All of the LangChain-library specific stuff seemed like boiled-down light wrappers around other libraries. As those other libraries presumably are both better documented and with more functionality, I think it’d probably be easier to just use them.

Another aspect of LangChain that didn’t exist last time I was looking at it is the large set of Agents documentation. This stuff seems more useful as library features since they have some useful abstractions like Tool. But again docs kinda suck here. I’d be hesitant to use the library itself because it seems so unpleasant to work with. LangChainHub also has a bunch of useful sample LLM use cases.

LangChain as Ecosystem Docs

Rather, than use the LangChain library directly, I’m much more inclined to borrow some of their templates, patterns, and libraries they incorporate in my code.

For me and my purposes, LangChain serves as an amazing index of all the neat innovations going on in the LLM and vector search ecosystem.
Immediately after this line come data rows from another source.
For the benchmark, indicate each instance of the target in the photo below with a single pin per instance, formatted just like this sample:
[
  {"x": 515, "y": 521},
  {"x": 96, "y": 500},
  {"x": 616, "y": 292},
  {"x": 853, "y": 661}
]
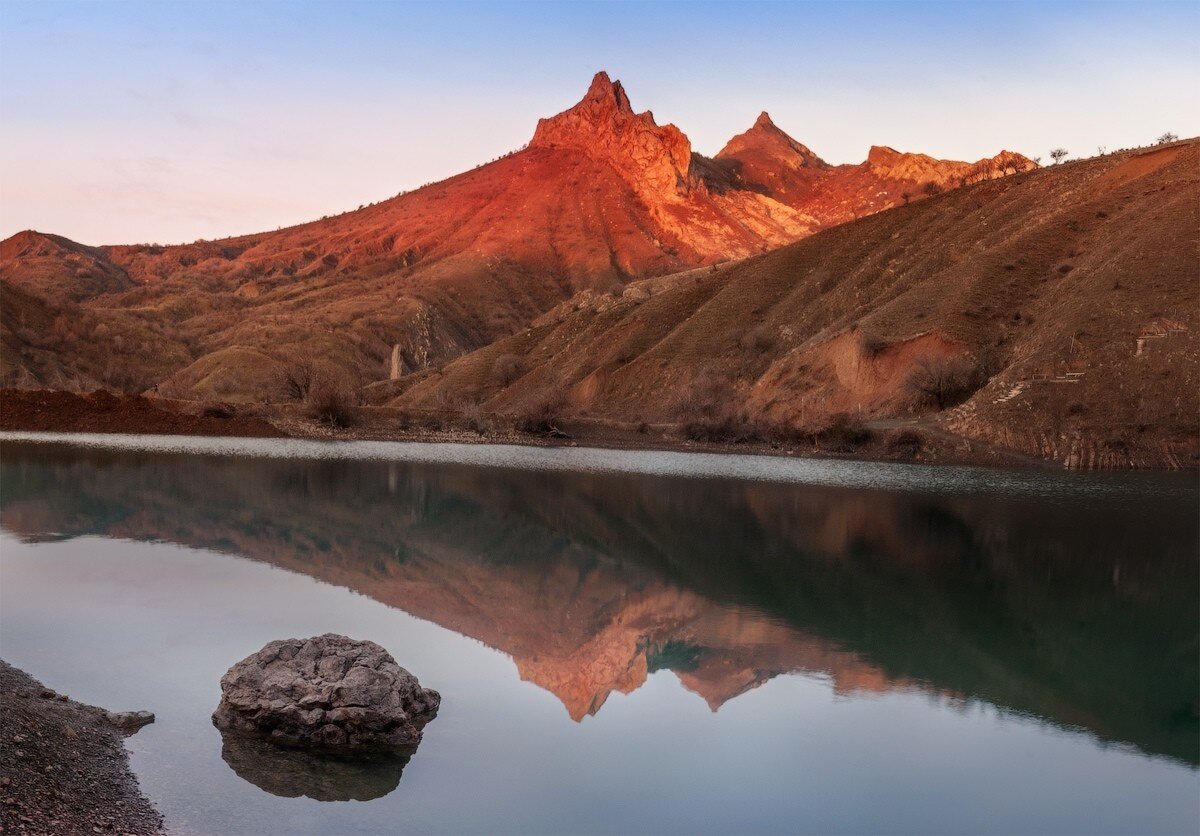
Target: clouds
[{"x": 173, "y": 121}]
The space is moving so quickly that it’s exhausting to keep up with all the new tools and ideas coming out on your own.

LangChain seems to be doing a pretty great job of this though. This speaks to the knowledge of their team, and the power of the community behind them.

For now, I think my general approach to LLM and vector search-related development will be check what LangChain is wrapping, and then use it directly.
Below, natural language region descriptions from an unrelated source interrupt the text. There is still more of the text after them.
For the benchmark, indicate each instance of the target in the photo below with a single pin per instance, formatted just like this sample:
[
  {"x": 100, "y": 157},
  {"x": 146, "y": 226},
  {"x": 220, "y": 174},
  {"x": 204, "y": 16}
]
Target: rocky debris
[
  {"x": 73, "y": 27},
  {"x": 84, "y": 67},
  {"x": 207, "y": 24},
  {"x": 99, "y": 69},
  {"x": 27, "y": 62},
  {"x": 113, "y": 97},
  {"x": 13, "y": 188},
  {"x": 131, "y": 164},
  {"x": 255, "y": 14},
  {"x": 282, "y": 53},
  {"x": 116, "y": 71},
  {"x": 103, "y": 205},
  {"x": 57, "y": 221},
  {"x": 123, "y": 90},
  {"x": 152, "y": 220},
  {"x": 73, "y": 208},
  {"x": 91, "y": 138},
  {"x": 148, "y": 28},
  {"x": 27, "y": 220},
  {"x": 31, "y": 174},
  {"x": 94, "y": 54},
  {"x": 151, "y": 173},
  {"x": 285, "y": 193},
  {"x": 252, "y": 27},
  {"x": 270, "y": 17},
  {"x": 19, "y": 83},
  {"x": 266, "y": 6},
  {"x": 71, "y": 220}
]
One day, LangChain might get better docs, and I might feel better about using it. But til then, I think I’ll just be using LangChain as an index of useful knowledge and tools in the LLM and vector search ecosystem.

Other Takes

For many more negative takes on Langchain, see

Re-Revisiting Langchain (October 10, 2023)

Adding some more thoughts on Langchain now that the project has had some more time to mature, and I've worked on deployed to prod a full stack RAG app, the MongoDB docs chatbot.

Generally, I still hold all of the above thoughts, with a couple of additional ones.

Langchain provides some abstractions that could be useful

Langchain has some conceptual abstractions that could be useful for building composable applications. You might want to experiment with different implementations of these abstractions while developing your application.

For example, you might want to change vector stores to take into account working with a different vector store (like say changing from Chroma to MongoDB).

This seems particularly useful for swapping between 3rd-party integrations, like changing between LLMs or vector embeddings.

Langchain is a library, not a framework

I notice that Langchain bills itself as a "framework for developing applications powered by language models". Frankly, I think it's disingenuous for Langchain to call itself a "framework". For me, it's functionality is too low level to be a "framework". Rather, I consider it a "library".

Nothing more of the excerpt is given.